Both Flynn and Mainhart watched from afar on Monday afternoon as Callaway smiled for the cameras and slipped on his No. 36 Mets jersey for the first time. What they heard sounded familiar.

“When I watched that press conference, just hearing his giggle and his chuckle and hearing his voice, it seems like it was just yesterday,” said Flynn, who used Callaway as a reference a few years back when he landed the job as head baseball coach of Texas A&M International University.

Callaway spoke of being involved in his players’ lives, of being a steadying influence, of how his first order of business would be reaching out to every man on the roster.
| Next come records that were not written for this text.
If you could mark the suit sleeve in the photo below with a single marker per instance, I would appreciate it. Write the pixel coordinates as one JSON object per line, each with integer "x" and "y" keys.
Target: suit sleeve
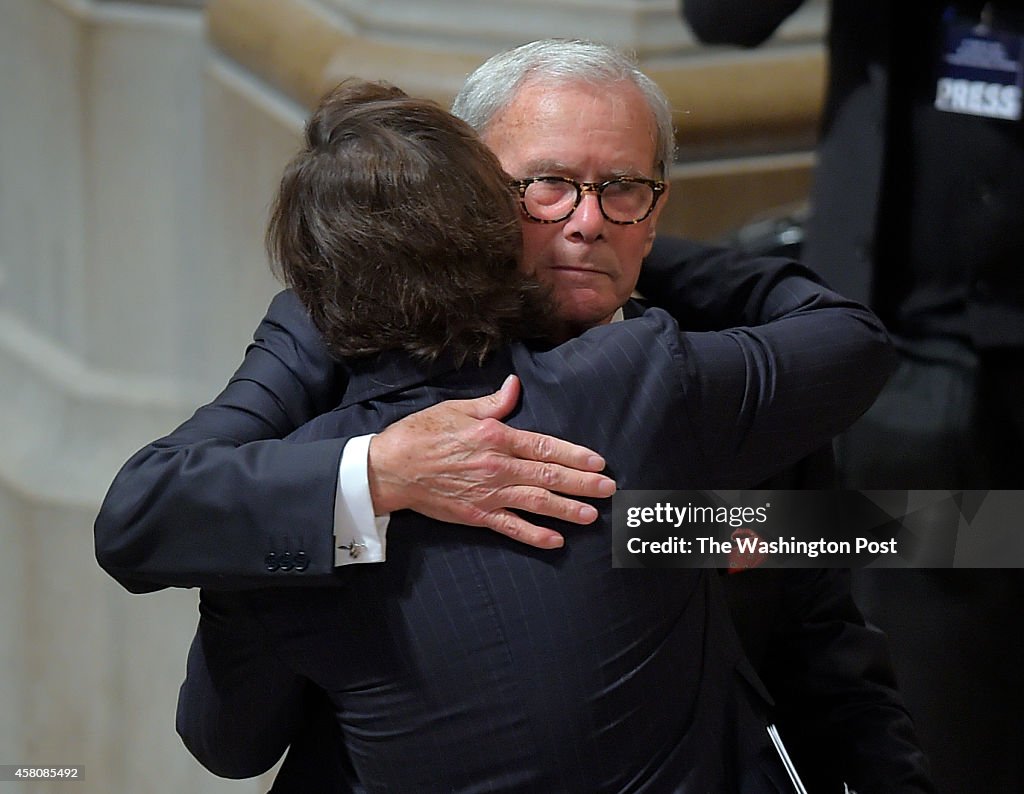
{"x": 736, "y": 22}
{"x": 759, "y": 398}
{"x": 222, "y": 502}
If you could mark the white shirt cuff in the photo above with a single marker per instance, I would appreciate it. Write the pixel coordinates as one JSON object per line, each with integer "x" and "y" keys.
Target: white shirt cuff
{"x": 358, "y": 535}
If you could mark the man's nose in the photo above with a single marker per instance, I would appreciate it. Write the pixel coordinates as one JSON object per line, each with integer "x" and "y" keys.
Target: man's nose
{"x": 588, "y": 221}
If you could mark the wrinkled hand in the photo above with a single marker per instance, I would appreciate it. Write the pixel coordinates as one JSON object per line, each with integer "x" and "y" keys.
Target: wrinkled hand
{"x": 457, "y": 462}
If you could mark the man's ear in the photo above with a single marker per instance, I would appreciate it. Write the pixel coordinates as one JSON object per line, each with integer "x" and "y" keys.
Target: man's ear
{"x": 652, "y": 220}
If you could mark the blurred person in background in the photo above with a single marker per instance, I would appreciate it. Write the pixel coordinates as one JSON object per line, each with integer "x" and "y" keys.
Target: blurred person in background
{"x": 916, "y": 209}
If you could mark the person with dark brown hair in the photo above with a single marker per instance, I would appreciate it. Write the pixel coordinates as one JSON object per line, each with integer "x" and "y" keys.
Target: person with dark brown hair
{"x": 468, "y": 661}
{"x": 396, "y": 228}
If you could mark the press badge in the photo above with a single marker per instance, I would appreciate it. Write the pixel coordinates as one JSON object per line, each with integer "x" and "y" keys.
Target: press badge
{"x": 980, "y": 71}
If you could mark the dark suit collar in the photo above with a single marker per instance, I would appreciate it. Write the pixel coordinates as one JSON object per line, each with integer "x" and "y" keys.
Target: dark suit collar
{"x": 634, "y": 307}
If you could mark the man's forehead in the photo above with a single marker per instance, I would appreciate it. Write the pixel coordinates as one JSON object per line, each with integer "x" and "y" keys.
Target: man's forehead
{"x": 561, "y": 128}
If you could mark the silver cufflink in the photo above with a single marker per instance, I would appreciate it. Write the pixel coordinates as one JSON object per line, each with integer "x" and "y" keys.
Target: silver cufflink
{"x": 354, "y": 549}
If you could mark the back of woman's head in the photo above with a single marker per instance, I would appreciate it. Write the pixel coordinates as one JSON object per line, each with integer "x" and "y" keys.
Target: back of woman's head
{"x": 396, "y": 228}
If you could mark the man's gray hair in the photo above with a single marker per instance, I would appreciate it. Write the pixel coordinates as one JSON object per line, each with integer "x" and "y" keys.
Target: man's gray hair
{"x": 495, "y": 84}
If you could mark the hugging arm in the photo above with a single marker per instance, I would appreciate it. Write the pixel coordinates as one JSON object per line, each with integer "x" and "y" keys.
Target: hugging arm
{"x": 801, "y": 364}
{"x": 208, "y": 505}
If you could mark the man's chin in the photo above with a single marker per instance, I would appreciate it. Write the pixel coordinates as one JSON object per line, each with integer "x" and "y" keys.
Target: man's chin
{"x": 581, "y": 315}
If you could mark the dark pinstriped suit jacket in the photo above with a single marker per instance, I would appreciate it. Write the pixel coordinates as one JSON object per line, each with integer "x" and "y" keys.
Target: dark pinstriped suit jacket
{"x": 469, "y": 663}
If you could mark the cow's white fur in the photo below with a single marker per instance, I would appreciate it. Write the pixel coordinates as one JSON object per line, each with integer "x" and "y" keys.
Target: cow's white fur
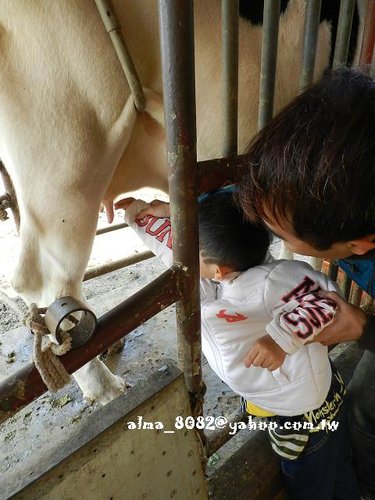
{"x": 67, "y": 121}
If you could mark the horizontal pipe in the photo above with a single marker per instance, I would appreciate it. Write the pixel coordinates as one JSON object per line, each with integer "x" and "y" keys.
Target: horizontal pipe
{"x": 22, "y": 387}
{"x": 117, "y": 264}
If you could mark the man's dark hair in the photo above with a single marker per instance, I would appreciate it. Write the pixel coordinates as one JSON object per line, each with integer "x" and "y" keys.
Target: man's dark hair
{"x": 226, "y": 238}
{"x": 314, "y": 163}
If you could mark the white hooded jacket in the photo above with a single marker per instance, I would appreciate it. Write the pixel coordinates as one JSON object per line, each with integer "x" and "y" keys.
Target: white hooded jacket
{"x": 277, "y": 297}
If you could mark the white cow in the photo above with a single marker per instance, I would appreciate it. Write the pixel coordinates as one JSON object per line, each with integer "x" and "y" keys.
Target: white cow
{"x": 67, "y": 121}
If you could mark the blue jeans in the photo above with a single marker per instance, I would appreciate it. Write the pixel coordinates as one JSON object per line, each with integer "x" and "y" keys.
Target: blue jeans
{"x": 325, "y": 470}
{"x": 362, "y": 423}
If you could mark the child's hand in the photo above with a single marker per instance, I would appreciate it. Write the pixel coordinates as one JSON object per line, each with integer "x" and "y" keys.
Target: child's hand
{"x": 157, "y": 208}
{"x": 124, "y": 203}
{"x": 266, "y": 354}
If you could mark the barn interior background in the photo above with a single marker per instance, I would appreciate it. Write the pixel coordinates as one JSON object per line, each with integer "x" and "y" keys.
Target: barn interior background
{"x": 62, "y": 413}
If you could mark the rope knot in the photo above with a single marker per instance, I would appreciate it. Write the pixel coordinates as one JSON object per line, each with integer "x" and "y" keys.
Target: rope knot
{"x": 50, "y": 368}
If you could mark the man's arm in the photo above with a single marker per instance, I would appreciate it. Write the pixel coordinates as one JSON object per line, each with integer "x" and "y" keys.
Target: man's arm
{"x": 350, "y": 323}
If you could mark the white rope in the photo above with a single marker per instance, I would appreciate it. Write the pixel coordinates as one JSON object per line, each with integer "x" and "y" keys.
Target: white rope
{"x": 50, "y": 368}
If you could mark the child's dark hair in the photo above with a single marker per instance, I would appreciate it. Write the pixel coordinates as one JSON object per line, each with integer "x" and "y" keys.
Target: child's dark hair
{"x": 314, "y": 163}
{"x": 226, "y": 238}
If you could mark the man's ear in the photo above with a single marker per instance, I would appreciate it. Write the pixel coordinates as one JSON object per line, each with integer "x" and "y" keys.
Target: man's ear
{"x": 221, "y": 272}
{"x": 362, "y": 245}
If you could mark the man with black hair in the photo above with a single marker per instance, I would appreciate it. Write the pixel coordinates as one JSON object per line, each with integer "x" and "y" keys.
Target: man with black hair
{"x": 311, "y": 179}
{"x": 257, "y": 316}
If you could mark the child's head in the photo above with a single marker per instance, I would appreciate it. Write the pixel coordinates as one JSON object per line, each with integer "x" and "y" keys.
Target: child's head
{"x": 312, "y": 168}
{"x": 227, "y": 242}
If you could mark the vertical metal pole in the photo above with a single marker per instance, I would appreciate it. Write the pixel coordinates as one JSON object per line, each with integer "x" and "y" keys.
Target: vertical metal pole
{"x": 346, "y": 286}
{"x": 368, "y": 39}
{"x": 177, "y": 48}
{"x": 355, "y": 295}
{"x": 270, "y": 35}
{"x": 229, "y": 15}
{"x": 344, "y": 29}
{"x": 333, "y": 271}
{"x": 312, "y": 16}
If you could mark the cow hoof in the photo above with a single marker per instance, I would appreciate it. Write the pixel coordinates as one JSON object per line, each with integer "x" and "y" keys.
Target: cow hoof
{"x": 107, "y": 394}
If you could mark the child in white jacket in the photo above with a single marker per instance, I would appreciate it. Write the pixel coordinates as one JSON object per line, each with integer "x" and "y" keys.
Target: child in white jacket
{"x": 257, "y": 316}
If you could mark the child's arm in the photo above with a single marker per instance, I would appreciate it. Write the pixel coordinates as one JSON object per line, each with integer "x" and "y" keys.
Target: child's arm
{"x": 153, "y": 229}
{"x": 266, "y": 354}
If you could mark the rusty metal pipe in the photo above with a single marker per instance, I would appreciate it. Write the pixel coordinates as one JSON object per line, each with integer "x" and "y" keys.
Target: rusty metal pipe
{"x": 312, "y": 16}
{"x": 109, "y": 229}
{"x": 25, "y": 385}
{"x": 344, "y": 29}
{"x": 177, "y": 49}
{"x": 117, "y": 264}
{"x": 368, "y": 38}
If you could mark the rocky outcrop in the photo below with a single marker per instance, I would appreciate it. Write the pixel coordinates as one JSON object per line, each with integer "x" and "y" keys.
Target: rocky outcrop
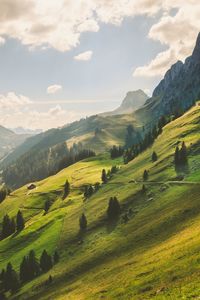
{"x": 178, "y": 90}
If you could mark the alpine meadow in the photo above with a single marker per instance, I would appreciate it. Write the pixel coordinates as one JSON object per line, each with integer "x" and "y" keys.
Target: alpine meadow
{"x": 99, "y": 196}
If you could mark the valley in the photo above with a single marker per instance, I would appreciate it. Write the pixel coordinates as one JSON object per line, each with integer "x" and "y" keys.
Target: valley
{"x": 153, "y": 255}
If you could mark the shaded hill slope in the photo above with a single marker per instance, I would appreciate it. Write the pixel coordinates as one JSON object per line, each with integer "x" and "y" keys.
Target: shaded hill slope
{"x": 154, "y": 255}
{"x": 177, "y": 92}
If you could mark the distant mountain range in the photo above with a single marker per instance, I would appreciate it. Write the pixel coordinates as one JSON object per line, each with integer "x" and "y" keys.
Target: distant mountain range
{"x": 178, "y": 90}
{"x": 9, "y": 141}
{"x": 176, "y": 93}
{"x": 132, "y": 101}
{"x": 22, "y": 130}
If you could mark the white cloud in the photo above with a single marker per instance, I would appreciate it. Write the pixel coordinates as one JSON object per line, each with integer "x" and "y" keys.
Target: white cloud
{"x": 2, "y": 41}
{"x": 52, "y": 89}
{"x": 178, "y": 33}
{"x": 59, "y": 24}
{"x": 84, "y": 56}
{"x": 11, "y": 101}
{"x": 20, "y": 111}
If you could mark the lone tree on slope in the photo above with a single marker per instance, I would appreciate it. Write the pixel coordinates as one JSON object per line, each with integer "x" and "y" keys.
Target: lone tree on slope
{"x": 104, "y": 176}
{"x": 66, "y": 189}
{"x": 145, "y": 175}
{"x": 154, "y": 156}
{"x": 83, "y": 222}
{"x": 20, "y": 221}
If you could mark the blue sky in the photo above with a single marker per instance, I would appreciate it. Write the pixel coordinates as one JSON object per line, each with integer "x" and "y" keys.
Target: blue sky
{"x": 91, "y": 70}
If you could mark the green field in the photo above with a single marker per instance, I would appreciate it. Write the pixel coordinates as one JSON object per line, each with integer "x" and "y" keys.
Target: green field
{"x": 155, "y": 255}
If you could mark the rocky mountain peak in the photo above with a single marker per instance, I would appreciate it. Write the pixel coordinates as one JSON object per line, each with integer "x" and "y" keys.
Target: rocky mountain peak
{"x": 196, "y": 52}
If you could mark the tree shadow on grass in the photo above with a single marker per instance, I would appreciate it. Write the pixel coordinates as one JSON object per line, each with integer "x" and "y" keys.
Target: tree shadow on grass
{"x": 182, "y": 170}
{"x": 112, "y": 224}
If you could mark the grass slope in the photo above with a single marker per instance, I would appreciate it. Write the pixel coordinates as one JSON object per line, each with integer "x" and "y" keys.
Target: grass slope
{"x": 155, "y": 255}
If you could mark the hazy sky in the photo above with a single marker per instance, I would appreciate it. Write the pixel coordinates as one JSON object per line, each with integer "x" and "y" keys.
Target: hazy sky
{"x": 64, "y": 59}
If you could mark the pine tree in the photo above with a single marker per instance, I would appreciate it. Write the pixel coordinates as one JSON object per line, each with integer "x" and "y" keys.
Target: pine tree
{"x": 56, "y": 257}
{"x": 47, "y": 205}
{"x": 104, "y": 176}
{"x": 90, "y": 190}
{"x": 33, "y": 266}
{"x": 8, "y": 227}
{"x": 45, "y": 261}
{"x": 20, "y": 221}
{"x": 24, "y": 270}
{"x": 83, "y": 222}
{"x": 154, "y": 156}
{"x": 66, "y": 189}
{"x": 113, "y": 210}
{"x": 11, "y": 282}
{"x": 144, "y": 188}
{"x": 12, "y": 226}
{"x": 145, "y": 175}
{"x": 177, "y": 157}
{"x": 183, "y": 154}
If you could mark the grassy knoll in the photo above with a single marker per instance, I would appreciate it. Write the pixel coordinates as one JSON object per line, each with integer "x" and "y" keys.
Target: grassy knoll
{"x": 155, "y": 255}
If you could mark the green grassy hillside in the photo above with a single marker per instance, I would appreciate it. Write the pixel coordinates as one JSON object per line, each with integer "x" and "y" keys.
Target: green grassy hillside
{"x": 155, "y": 255}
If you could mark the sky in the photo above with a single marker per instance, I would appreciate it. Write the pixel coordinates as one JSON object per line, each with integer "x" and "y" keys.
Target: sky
{"x": 62, "y": 60}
It’s precisely what he had done years ago when he first arrived on campus.

“He never wanted to push us around and think he knew everything,” Flynn said. “He heard us out. That goes a long way.”

At 42, Callaway is one of the youngest managers in the majors, and it showed. As he fielded questions about how he would turn around the Mets, he answered with boundless energy. He spoke of loving his players as well as pushing them. Often, he laughed.

“It was that same type of excitement that I think you saw in that press conference . . . just the way his eyes lit up and how genuinely pumped he was to take this job,” Mainhart said. “That was kind of the way he was on the field.”

The lessons from Laredo paid off for Callaway, who stopped playing and joined the Indians as a minor-league coach in 2010. It was the beginning of a rapid ascent. By 2013, he was the big-league pitching coach.

Soon he’d bolster his reputation for connecting with players by helping Corey Kluber turn himself from afterthought to Cy Young Award winner. All of it came under the tutelage of Francona, whose own managerial career might end with a place in Cooperstown.

“Mickey, watching him do his press conference and the way he handled himself, he’s ready,” Francona said in a conference call last week. “He’s going to be terrific. Nobody has a crystal ball and knows what their record is going to be, but he is so ready for the challenges that will come with that job. He’s going to bring enthusiasm and passion for that job, and he’ll do terrific.”